Source: https://www.rjp.com/team/karen-getman
Timestamp: 2019-04-18 22:55:09+00:00

Document:
Ms. Getman served as Chairman of the California Fair Political Practices Commission from March, 1999 to April, 2003. She was a member of the Alcoholic Beverage Control Appeals Board from May, 2003 through February, 2005.
Ms. Getman advises government entities and private parties on complex matters of statutory and constitutional interpretation. She advises candidates, committees, and public agencies regarding compliance with campaign finance and conflict of interest laws, financial disclosure requirements, open meeting laws, and use of public funds. She has served as an expert consultant on conflict of interest, campaign finance and lobbying.
Ms. Getman also advises the California Teachers Association on matters relating to the constitutional school funding guarantee and was lead counsel in CTA v. Schwarzenegger (2006), which resulted in restoration of billions in school funding, and associate counsel in CTA v. Gould (1996), which also brought billions in additional funds for K-12 public schools.
Ms. Getman represents a variety of clients in public policy and constitutional litigation and all aspects of ballot measure drafting and qualification. She helped draft and defend Propositions 30 (2012) and 55 (2016), which dedicated income tax increases to public school funding. She has successfully challenged a local ordinance’s ban on inter-candidate transfers of campaign contributions; succeeded in contesting certification of a proposed manual count voting system; represented the League of Women Voters in litigation over the counting of write-in ballots in the San Diego mayoral race; represented the League of California Cities and the California State Association of Counties as amici in Vargas v. Salinas (2009) 46 Cal.4th 1; represented the Superintendent of Public Instruction in California School Board Association v. California State Board of Education, No. C060957, 2010 WL 1692760 (Cal. App. 2010), a successful challenge to state mathematics requirements; represented the California Teachers Association as amicus in California Redevelopment Assn. v. Matosantos (2011) 53 Cal.4th 231; and helped successfully defend the State Board of Education, Superintendent of Public Instruction and State Department of Education against a preliminary injunction motion in Cruz v. State (Alameda Superior Ct., 2015).

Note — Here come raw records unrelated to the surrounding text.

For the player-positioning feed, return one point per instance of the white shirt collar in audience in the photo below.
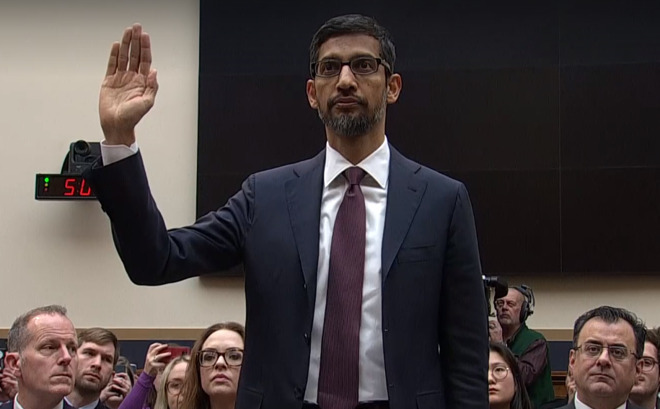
(580, 405)
(18, 405)
(90, 406)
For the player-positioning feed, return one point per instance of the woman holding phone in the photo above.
(143, 394)
(215, 366)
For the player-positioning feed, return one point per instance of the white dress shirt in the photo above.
(580, 405)
(374, 188)
(19, 406)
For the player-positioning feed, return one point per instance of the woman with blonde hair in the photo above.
(215, 366)
(169, 390)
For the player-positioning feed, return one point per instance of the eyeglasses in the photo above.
(648, 363)
(499, 372)
(174, 387)
(593, 350)
(510, 303)
(209, 357)
(331, 67)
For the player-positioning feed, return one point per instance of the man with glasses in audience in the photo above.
(607, 342)
(647, 383)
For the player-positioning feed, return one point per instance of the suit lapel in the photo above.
(303, 196)
(404, 194)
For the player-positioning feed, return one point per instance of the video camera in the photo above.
(494, 288)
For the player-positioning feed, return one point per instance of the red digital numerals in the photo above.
(70, 188)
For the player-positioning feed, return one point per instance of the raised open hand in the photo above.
(129, 87)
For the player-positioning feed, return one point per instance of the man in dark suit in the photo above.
(603, 360)
(419, 339)
(42, 353)
(647, 384)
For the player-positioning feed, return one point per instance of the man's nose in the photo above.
(346, 78)
(66, 356)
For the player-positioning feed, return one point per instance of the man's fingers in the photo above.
(136, 37)
(145, 55)
(112, 61)
(122, 60)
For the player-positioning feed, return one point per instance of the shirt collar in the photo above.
(376, 164)
(88, 406)
(18, 405)
(580, 405)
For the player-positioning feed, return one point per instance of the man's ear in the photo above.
(393, 88)
(571, 360)
(13, 362)
(311, 94)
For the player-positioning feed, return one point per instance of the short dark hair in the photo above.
(653, 336)
(354, 24)
(99, 336)
(612, 315)
(520, 398)
(19, 335)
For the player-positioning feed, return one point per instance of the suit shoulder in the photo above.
(285, 172)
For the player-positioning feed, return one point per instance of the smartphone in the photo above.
(176, 351)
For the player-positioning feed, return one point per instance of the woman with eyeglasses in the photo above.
(505, 386)
(212, 377)
(168, 394)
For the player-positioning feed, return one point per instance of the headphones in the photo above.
(527, 307)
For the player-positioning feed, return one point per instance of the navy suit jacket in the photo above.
(434, 319)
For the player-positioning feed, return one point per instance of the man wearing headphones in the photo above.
(529, 346)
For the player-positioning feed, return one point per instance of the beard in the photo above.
(351, 125)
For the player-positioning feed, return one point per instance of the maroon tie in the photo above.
(339, 368)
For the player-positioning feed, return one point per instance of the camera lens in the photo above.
(81, 148)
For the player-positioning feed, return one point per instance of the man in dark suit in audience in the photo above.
(603, 360)
(42, 353)
(365, 263)
(647, 383)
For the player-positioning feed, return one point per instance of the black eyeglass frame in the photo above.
(379, 61)
(219, 354)
(648, 359)
(610, 348)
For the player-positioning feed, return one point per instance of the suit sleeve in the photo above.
(463, 327)
(151, 254)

Ms. Getman was a lecturer at U.C. Berkeley School of Law from 2004-2011, co-teaching the course on Regulating Public Integrity. She was the first Executive in Residence at the Center on Politics at the University of California, Berkeley’s Institute of Governmental Studies, where she also served as a member of the National Advisory Council. Ms. Getman previously served on the boards of Women Executives in State Government and Students Run Oakland, and was a member of the Assembly Speaker’s Commission on the California Initiative Process.

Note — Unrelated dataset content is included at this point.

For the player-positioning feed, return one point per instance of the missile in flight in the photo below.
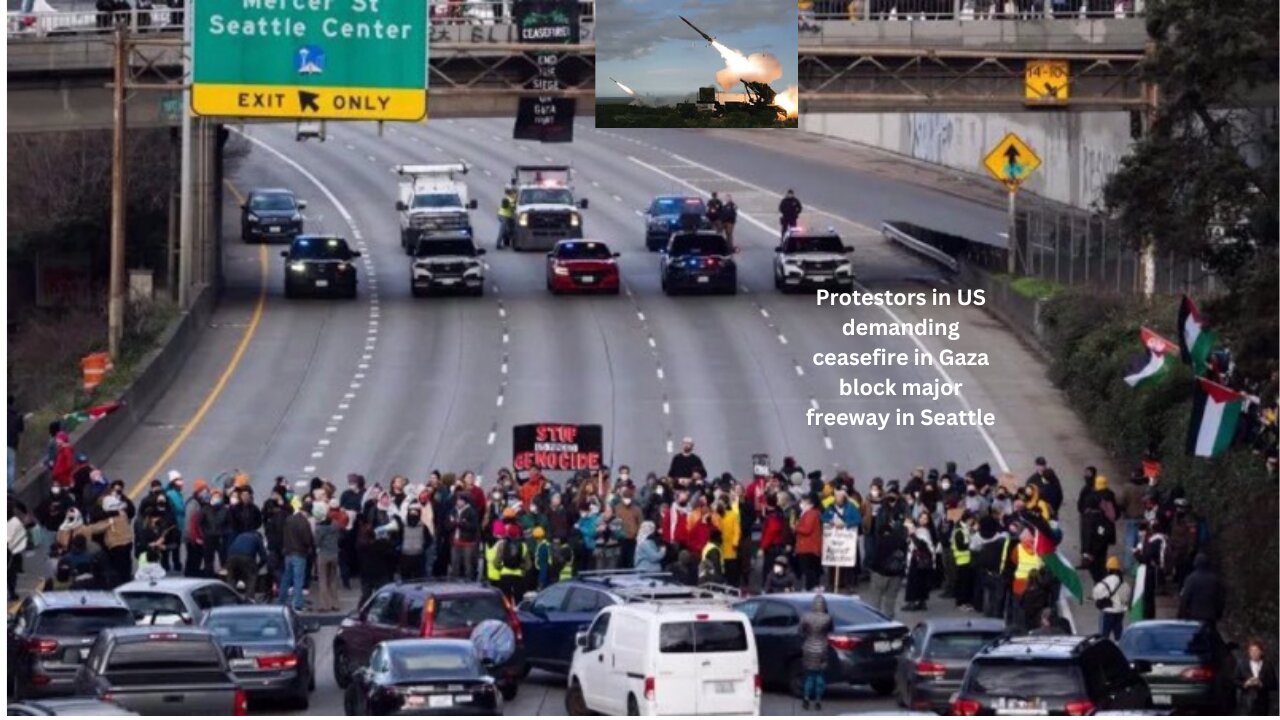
(707, 37)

Ms. Getman spoke on “Whistleblowers” at the U.C. Berkeley Goldman School of Public Policy’s Global Leadership Program in July 2014, and on “Political Activity and the Board” at the 18th Annual Stanford Directors’ College in June 2012. Her publications include co-authoring with Stanford Law Professor Pam Karlan a chapter in Conflict of Interest and Public Life (Cambridge Univ. Press 2008). She also authored chapters in Win the Right Way (Berkeley Public Policy Press 2005) and California Votes: The 2002 Governor’s Race and the Recall That Made History (Berkeley Public Policy Press 2003).
Filed amicus curiae brief on behalf of the California Teachers Association in support of the State’s efforts to restructure California’s redevelopment agencies and provide additional funding for California’s public schools.
Represented the California State Superintendent of Public Instruction in a successful challenge to the State Board of Education's effort to force schools to comply with an unfunded mandate that all eighth graders take Algebra I.
Filed amicus curiae brief on behalf of the League of California Cities and California State Association of Counties in case defending the rights of local governments to expend public funds informing citizens of the effects of upcoming ballot measures.
Represented the California Teachers Association and the Superintendent of Public Instruction in a successful challenge to efforts to reduce education funding far below the amount agreed upon in the 2004-05 budget compromise. Recovered $3 billion in Proposition 98 funding for schools.